A Strange Manner of Triumph
29 October 1994
A victory for democracy? That was how presidential spokesman Vyacheslav Kostikov saw the outcome of Thursday's no-confidence vote in the State Duma, which fell just 32 votes short of going through.
Up to a point. The fact is that only 54 deputies voted against the motion. Fifty-five others abstained, while 194 assorted nationalists, communists and other malcontents voted to bring down the government. What probably saved Prime Minister Viktor Chernomyrdin's skin was that 147 deputies either did not vote or did not show up. This sounds more a matter of survival than victory. Indeed, there are few democracies in the world where the government could go on in the face of such a display of distrust.
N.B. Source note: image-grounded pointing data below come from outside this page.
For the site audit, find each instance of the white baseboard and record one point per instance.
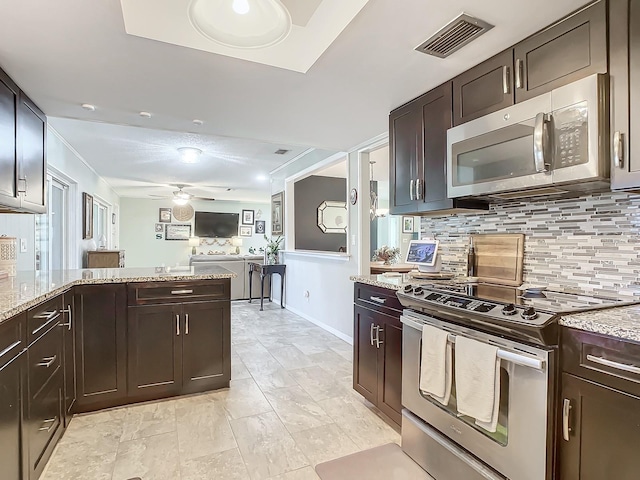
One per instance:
(329, 329)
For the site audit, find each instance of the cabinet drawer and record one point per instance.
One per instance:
(377, 298)
(178, 292)
(607, 360)
(42, 317)
(12, 338)
(45, 358)
(44, 423)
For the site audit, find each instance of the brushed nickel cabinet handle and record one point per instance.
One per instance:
(566, 410)
(506, 88)
(618, 150)
(47, 361)
(519, 83)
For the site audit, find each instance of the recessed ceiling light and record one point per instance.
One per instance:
(189, 154)
(241, 23)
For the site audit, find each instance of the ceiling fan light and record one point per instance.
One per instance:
(189, 154)
(241, 23)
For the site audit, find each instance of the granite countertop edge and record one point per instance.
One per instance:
(27, 304)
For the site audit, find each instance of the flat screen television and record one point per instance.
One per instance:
(216, 225)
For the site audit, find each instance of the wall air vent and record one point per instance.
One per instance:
(454, 36)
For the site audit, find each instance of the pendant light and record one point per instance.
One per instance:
(241, 23)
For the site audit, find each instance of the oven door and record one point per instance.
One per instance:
(521, 448)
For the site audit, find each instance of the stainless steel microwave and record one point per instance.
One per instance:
(550, 145)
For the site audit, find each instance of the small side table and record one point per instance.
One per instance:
(267, 271)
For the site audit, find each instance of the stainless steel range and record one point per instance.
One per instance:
(523, 325)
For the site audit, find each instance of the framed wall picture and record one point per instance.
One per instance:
(87, 215)
(247, 217)
(407, 224)
(164, 215)
(277, 214)
(175, 231)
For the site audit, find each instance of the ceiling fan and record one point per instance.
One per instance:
(180, 197)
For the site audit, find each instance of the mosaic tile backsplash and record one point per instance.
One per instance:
(590, 243)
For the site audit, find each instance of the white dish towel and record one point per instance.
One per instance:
(478, 381)
(435, 364)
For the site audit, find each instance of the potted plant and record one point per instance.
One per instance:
(386, 254)
(272, 250)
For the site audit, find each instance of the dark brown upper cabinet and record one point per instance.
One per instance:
(485, 88)
(569, 50)
(23, 166)
(624, 65)
(8, 158)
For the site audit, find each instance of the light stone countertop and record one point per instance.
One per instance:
(29, 288)
(619, 322)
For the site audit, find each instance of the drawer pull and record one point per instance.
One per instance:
(47, 361)
(51, 422)
(612, 364)
(9, 348)
(50, 318)
(566, 410)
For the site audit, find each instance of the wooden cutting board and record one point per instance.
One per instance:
(499, 258)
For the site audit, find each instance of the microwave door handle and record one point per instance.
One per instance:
(540, 141)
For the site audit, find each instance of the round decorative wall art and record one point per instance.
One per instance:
(183, 213)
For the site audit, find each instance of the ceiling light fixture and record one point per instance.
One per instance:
(241, 23)
(189, 154)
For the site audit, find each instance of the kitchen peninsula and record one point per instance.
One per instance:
(83, 340)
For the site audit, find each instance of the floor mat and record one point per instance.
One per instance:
(387, 462)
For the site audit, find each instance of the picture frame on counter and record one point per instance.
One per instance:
(247, 217)
(87, 216)
(176, 231)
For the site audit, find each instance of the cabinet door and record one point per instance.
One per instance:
(436, 119)
(32, 163)
(101, 345)
(155, 348)
(10, 418)
(365, 353)
(390, 367)
(485, 88)
(563, 53)
(8, 157)
(605, 432)
(206, 350)
(625, 92)
(69, 353)
(405, 133)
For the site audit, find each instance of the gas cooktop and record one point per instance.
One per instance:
(509, 311)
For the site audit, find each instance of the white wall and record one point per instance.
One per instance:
(138, 217)
(65, 162)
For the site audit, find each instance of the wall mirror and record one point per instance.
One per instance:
(332, 217)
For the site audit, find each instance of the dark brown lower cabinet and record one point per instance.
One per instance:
(603, 433)
(178, 348)
(100, 313)
(11, 374)
(377, 362)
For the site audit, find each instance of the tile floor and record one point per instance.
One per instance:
(290, 406)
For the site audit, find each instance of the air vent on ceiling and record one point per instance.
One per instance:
(454, 36)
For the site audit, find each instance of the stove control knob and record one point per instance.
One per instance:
(509, 309)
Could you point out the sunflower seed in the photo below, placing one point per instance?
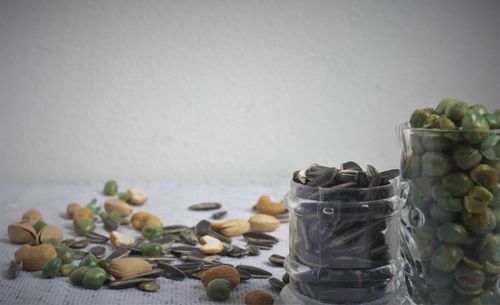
(255, 272)
(276, 283)
(219, 215)
(244, 275)
(14, 269)
(151, 274)
(150, 286)
(79, 254)
(277, 259)
(123, 284)
(118, 253)
(205, 206)
(171, 272)
(96, 238)
(189, 237)
(98, 251)
(80, 244)
(174, 229)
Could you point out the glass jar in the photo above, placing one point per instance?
(343, 245)
(450, 222)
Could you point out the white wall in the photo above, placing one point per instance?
(228, 90)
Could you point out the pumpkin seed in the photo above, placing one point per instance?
(171, 272)
(14, 269)
(219, 215)
(277, 259)
(255, 272)
(150, 286)
(98, 251)
(129, 283)
(119, 252)
(276, 283)
(205, 206)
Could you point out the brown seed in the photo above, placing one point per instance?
(258, 297)
(221, 272)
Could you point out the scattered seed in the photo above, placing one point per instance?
(205, 206)
(150, 286)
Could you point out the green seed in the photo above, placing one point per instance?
(459, 184)
(219, 289)
(76, 276)
(436, 164)
(51, 268)
(152, 250)
(477, 200)
(110, 188)
(94, 278)
(452, 233)
(67, 269)
(152, 232)
(90, 261)
(150, 286)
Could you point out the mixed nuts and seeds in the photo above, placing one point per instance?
(174, 252)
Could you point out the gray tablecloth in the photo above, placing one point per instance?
(167, 200)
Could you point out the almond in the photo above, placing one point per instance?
(266, 206)
(263, 223)
(234, 227)
(221, 272)
(123, 208)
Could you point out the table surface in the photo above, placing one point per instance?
(167, 200)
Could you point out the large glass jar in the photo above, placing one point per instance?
(450, 222)
(343, 245)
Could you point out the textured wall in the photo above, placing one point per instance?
(228, 90)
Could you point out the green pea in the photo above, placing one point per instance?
(152, 231)
(152, 249)
(51, 268)
(490, 147)
(419, 116)
(54, 242)
(90, 261)
(94, 278)
(452, 233)
(492, 120)
(447, 257)
(477, 123)
(481, 223)
(484, 175)
(65, 255)
(456, 111)
(468, 278)
(110, 188)
(458, 184)
(76, 276)
(39, 225)
(434, 141)
(67, 269)
(436, 164)
(84, 226)
(490, 249)
(466, 156)
(477, 200)
(441, 107)
(219, 289)
(443, 296)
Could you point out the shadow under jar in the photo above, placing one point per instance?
(343, 244)
(450, 222)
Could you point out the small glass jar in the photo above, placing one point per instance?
(343, 246)
(450, 222)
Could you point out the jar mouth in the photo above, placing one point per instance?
(406, 127)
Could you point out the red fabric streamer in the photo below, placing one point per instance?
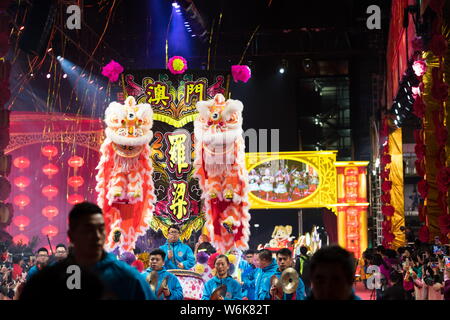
(386, 198)
(386, 186)
(388, 211)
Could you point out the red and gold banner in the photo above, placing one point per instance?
(352, 206)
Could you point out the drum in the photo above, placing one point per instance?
(191, 282)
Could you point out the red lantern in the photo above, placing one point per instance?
(49, 231)
(21, 222)
(21, 182)
(75, 198)
(50, 191)
(21, 163)
(21, 238)
(50, 170)
(50, 212)
(21, 201)
(49, 151)
(76, 161)
(75, 181)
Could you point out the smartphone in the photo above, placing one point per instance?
(447, 261)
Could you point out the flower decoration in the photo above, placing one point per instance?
(241, 73)
(112, 70)
(424, 234)
(388, 210)
(199, 268)
(177, 65)
(202, 257)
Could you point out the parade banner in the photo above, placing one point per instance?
(173, 99)
(303, 179)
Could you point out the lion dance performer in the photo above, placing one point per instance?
(124, 179)
(220, 167)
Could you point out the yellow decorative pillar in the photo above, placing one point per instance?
(397, 191)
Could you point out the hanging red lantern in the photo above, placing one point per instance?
(50, 212)
(21, 182)
(49, 151)
(21, 163)
(50, 170)
(75, 161)
(21, 201)
(21, 238)
(75, 198)
(21, 222)
(75, 181)
(49, 231)
(50, 191)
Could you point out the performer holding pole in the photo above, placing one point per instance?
(178, 254)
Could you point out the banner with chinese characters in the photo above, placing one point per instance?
(352, 206)
(173, 99)
(302, 179)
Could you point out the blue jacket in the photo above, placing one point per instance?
(181, 253)
(234, 290)
(176, 291)
(263, 281)
(248, 277)
(300, 293)
(121, 280)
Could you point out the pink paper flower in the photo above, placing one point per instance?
(241, 73)
(112, 71)
(419, 67)
(438, 45)
(177, 65)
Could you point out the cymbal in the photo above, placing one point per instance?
(275, 282)
(152, 279)
(163, 285)
(220, 291)
(289, 280)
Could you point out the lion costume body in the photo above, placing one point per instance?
(124, 180)
(220, 168)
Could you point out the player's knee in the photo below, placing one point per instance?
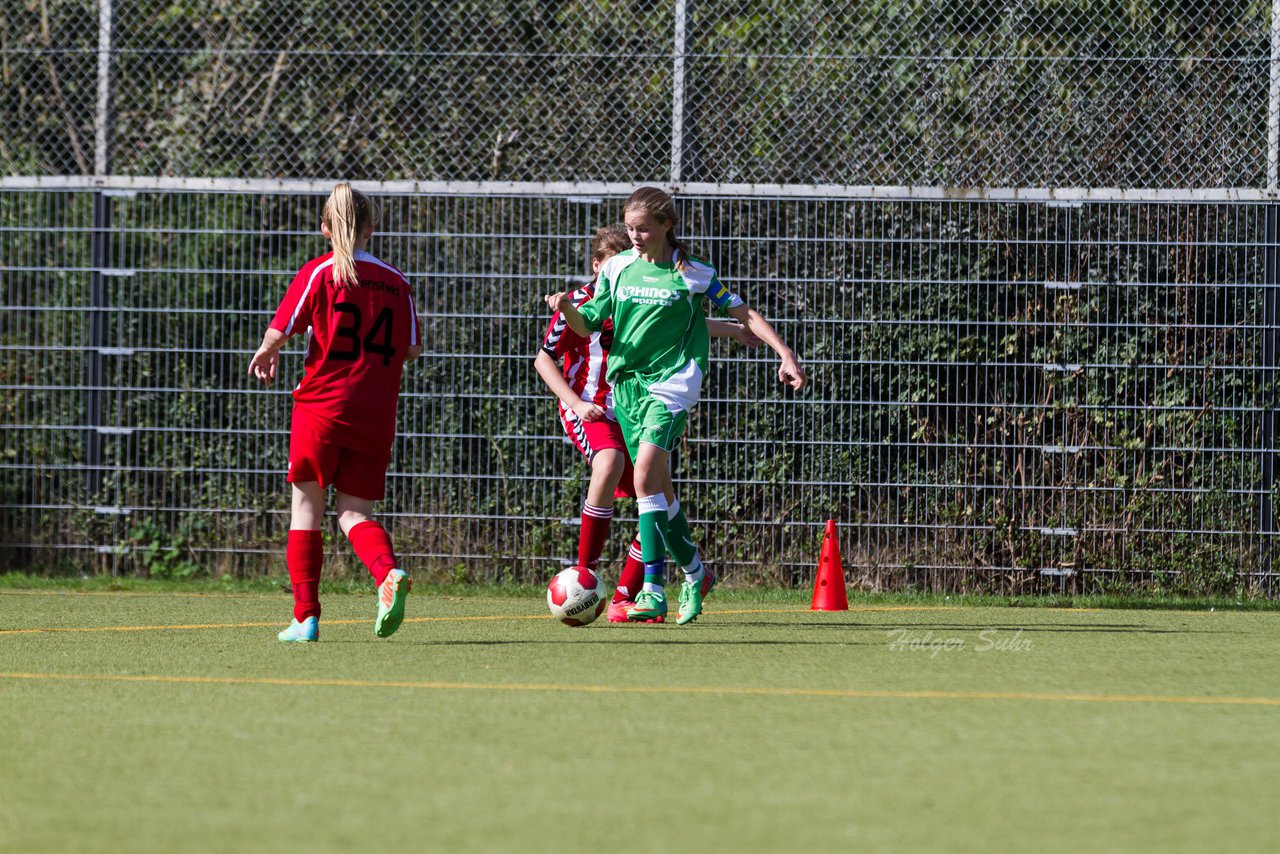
(608, 464)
But the main thing, as far as Kostikov and President Boris Yeltsin are concerned, is that an opposition attempt to unseat the government -- and thereby to undermine the president himself -- has failed. Hence, the claim of victory.
What the vote showed, however, was that the bizarre way Russia is ruled leaves the government vulnerable. Because there is no party political system, with the government being formed by the strongest faction or group in parliament, the legislature, instead of being a forum for debate between supporters and opponents of government policy, itself forms the opposition.
The government, which is chosen by the president and only in theory approved by the Duma, becomes a football, or worse, like the headless goat in the Afghan game of buzkashi --fought over and pulled in all directions by a horde of wild, whip-wielding horsemen, each with his own objective.
Under such circumstances, the government is always going to be vulnerable to no-confidence votes -- as if the British Labor Party alone had the right to vote on their satisfaction in a Conservative government.
This is not a recipe for stability. But until the country works out a better distribution of power, that is how it will work. The president will continue to rule by decree and parliament will continue to oppose him. Occasionally, through a vote of no confidence, it may succeed in unsettling the cabinet. Then, like a Tsar dealing with an unruly Duma in pre-revolutionary days, Yeltsin will have the power simply to dismiss his legislature and start again.
The answer is to ensure that parliament has a stake in government and therefore a responsibility for it. Yeltsin has already moved some way toward appeasing some of his opponents by proposing "acceptable" candidates for ministerial posts. But until it has a direct role in the selection of the government -- for better or worse in policy terms -- the Duma will keep its role as "the implacable opposition."
Up to a point. The fact is that only 54 deputies voted against the motion. Fifty-five others abstained, while 194 assorted nationalists, communists and other malcontents voted to bring down the government. What probably saved Prime Minister Viktor Chernomyrdin's skin was that 147 deputies either did not vote or did not show up. This sounds more a matter of survival than victory. Indeed, there are few democracies in the world where the government could go on in the face of such a display of distrust.
But the main thing, as far as Kostikov and President Boris Yeltsin are concerned, is that an opposition attempt to unseat the government -- and thereby to undermine the president himself -- has failed. Hence, the claim of victory.
What the vote showed, however, was that the bizarre way Russia is ruled leaves the government vulnerable. Because there is no party political system, with the government being formed by the strongest faction or group in parliament, the legislature, instead of being a forum for debate between supporters and opponents of government policy, itself forms the opposition.
The government, which is chosen by the president and only in theory approved by the Duma, becomes a football, or worse, like the headless goat in the Afghan game of buzkashi --fought over and pulled in all directions by a horde of wild, whip-wielding horsemen, each with his own objective.
Under such circumstances, the government is always going to be vulnerable to no-confidence votes -- as if the British Labor Party alone had the right to vote on their satisfaction in a Conservative government.
This is not a recipe for stability. But until the country works out a better distribution of power, that is how it will work. The president will continue to rule by decree and parliament will continue to oppose him. Occasionally, through a vote of no confidence, it may succeed in unsettling the cabinet. Then, like a Tsar dealing with an unruly Duma in pre-revolutionary days, Yeltsin will have the power simply to dismiss his legislature and start again.
The answer is to ensure that parliament has a stake in government and therefore a responsibility for it. Yeltsin has already moved some way toward appeasing some of his opponents by proposing "acceptable" candidates for ministerial posts. But until it has a direct role in the selection of the government -- for better or worse in policy terms -- the Duma will keep its role as "the implacable opposition."